The unanimous vote to reject the bill banning foreigners from owning homes in areas not considered tourism or investment zones was taken during the Shura Council’s weekly session yesterday.
MPs passed the amendments to the 2001 Non-Bahrainis Ownership of Property and Plots Law in April, despite objections from the government, following claims that Bahrainis were being priced out of the property market.
According to the law, foreigners are able to buy property and land anywhere in Bahrain.
However, in 2003 the government imposed restrictions that limit this right to certain locations – such as Hoora, Abu Ghazal in Manama, Al Fateh District in Juffair, the Diplomatic Area, Reef Island and Seef.
Expats can also buy properties at designated investment projects such as Amwaj Islands.
The amendments were originally proposed in October 2017 by the previous parliament who claimed foreigners were inflating property prices because of their higher spending power.

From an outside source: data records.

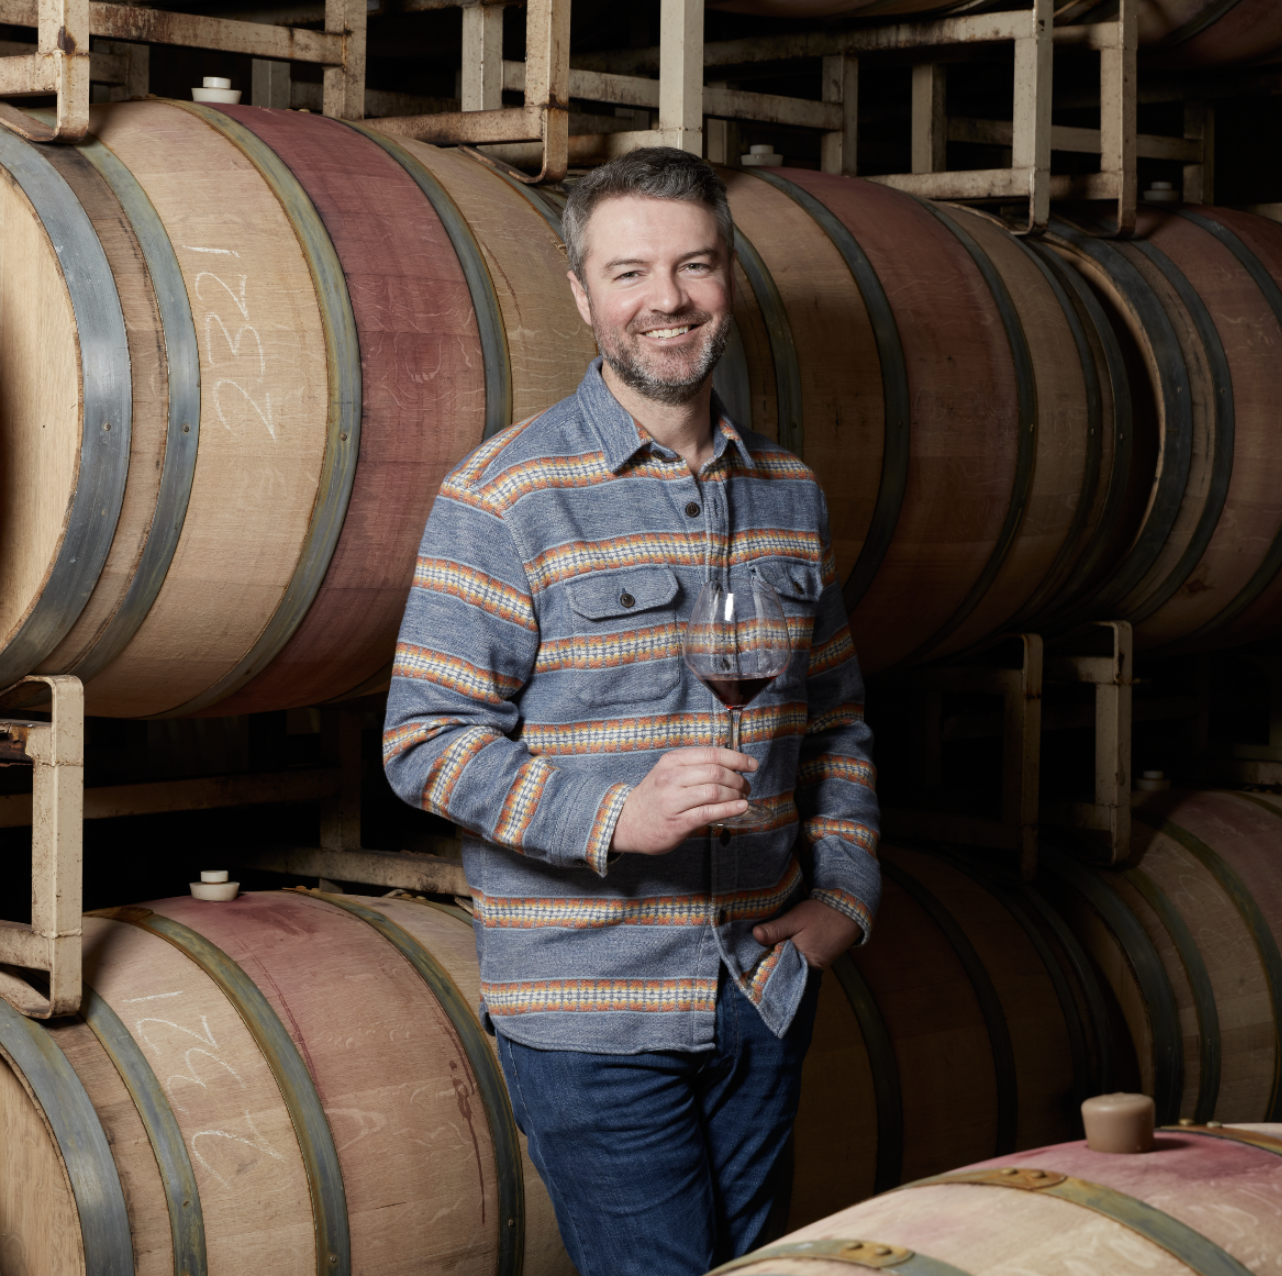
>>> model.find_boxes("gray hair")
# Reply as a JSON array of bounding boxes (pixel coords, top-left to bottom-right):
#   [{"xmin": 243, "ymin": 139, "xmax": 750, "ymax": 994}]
[{"xmin": 562, "ymin": 147, "xmax": 734, "ymax": 282}]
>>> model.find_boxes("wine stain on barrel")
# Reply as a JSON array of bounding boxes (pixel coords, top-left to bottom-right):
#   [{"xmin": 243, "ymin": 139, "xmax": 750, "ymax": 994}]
[{"xmin": 448, "ymin": 1055, "xmax": 487, "ymax": 1220}]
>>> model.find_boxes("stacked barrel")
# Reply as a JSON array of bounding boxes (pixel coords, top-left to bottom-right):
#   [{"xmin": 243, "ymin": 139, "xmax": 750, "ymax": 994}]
[
  {"xmin": 2, "ymin": 788, "xmax": 1280, "ymax": 1272},
  {"xmin": 6, "ymin": 100, "xmax": 1282, "ymax": 714}
]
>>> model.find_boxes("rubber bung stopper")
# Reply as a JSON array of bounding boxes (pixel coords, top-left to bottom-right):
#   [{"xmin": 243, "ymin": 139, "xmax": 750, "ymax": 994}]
[
  {"xmin": 201, "ymin": 870, "xmax": 229, "ymax": 883},
  {"xmin": 203, "ymin": 77, "xmax": 232, "ymax": 89},
  {"xmin": 1082, "ymin": 1092, "xmax": 1155, "ymax": 1154}
]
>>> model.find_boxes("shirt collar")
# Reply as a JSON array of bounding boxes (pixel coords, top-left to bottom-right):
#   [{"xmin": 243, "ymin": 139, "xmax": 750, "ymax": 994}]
[{"xmin": 577, "ymin": 357, "xmax": 755, "ymax": 474}]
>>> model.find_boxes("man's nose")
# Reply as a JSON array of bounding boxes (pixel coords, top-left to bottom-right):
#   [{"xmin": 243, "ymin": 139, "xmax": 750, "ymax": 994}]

They voted to amend the law to restrict the right of expats to own property to only tourism and investment developments.
However, the government said at the time that expatriate ownership of property did not exceed seven per cent of the market and was mainly in apartments not homes.
GCC nationals and expat inheritors are considered Bahrainis under all laws.
During yesterday’s debate, human rights committee chairman Ahmed Al Haddad said the amendments could cause more harm than good.
“Expat ownership is just around 7pc of the total property sector, mostly are GCC nationals at 97pc,” he said.
“In existing legislation GCC nationals are considered as Bahrainis, so the actual percentage is much lower.
“For example, in Durrat Al Bahrain 97.6pc of the properties there are owned by Bahrainis and around 2pc by expats.
“It is clear the amendment will cause more damage than good, considering there is a huge drop in the sector due to political and financial difficulties in the region while there is a need to rejuvenate the market.”
He added that the figures he has showed that 95pc of apartments were also owned by Bahrainis.
“This clearly shows that the market is there to target Bahrainis and not expats,” he said.
“Existing restrictions by the government introduced 16 years ago have ensured that expats are not allowed an open sale.”
Services chairwoman Dr Jihad Al Fadhel said the country’s housing issue was a complex one that should be addressed differently.
“Banning expat home ownership is not the solution,” she said.
“Addressing the complex housing situation through easing procedures is what legislators should work on – whether that means more bank loans, including more people under the social housing scheme Mazaya or any other effective manner.”
Youth and sports committee vice-chairman Bassam Albinmohammed added that if the bill were to pass then it would cause further losses to the property and real estate sector.
“Expected government revenues last year from the property and real estate sector were BD36 million, but the actual figure was BD16m,” he said.
“This is around a 50pc drop and putting more restrictions will drag it further down.
“Expat ownership is of a limited number, so we shouldn’t further restrict it when we want to boost the sector.”
The bill has been referred back to Parliament for a second review.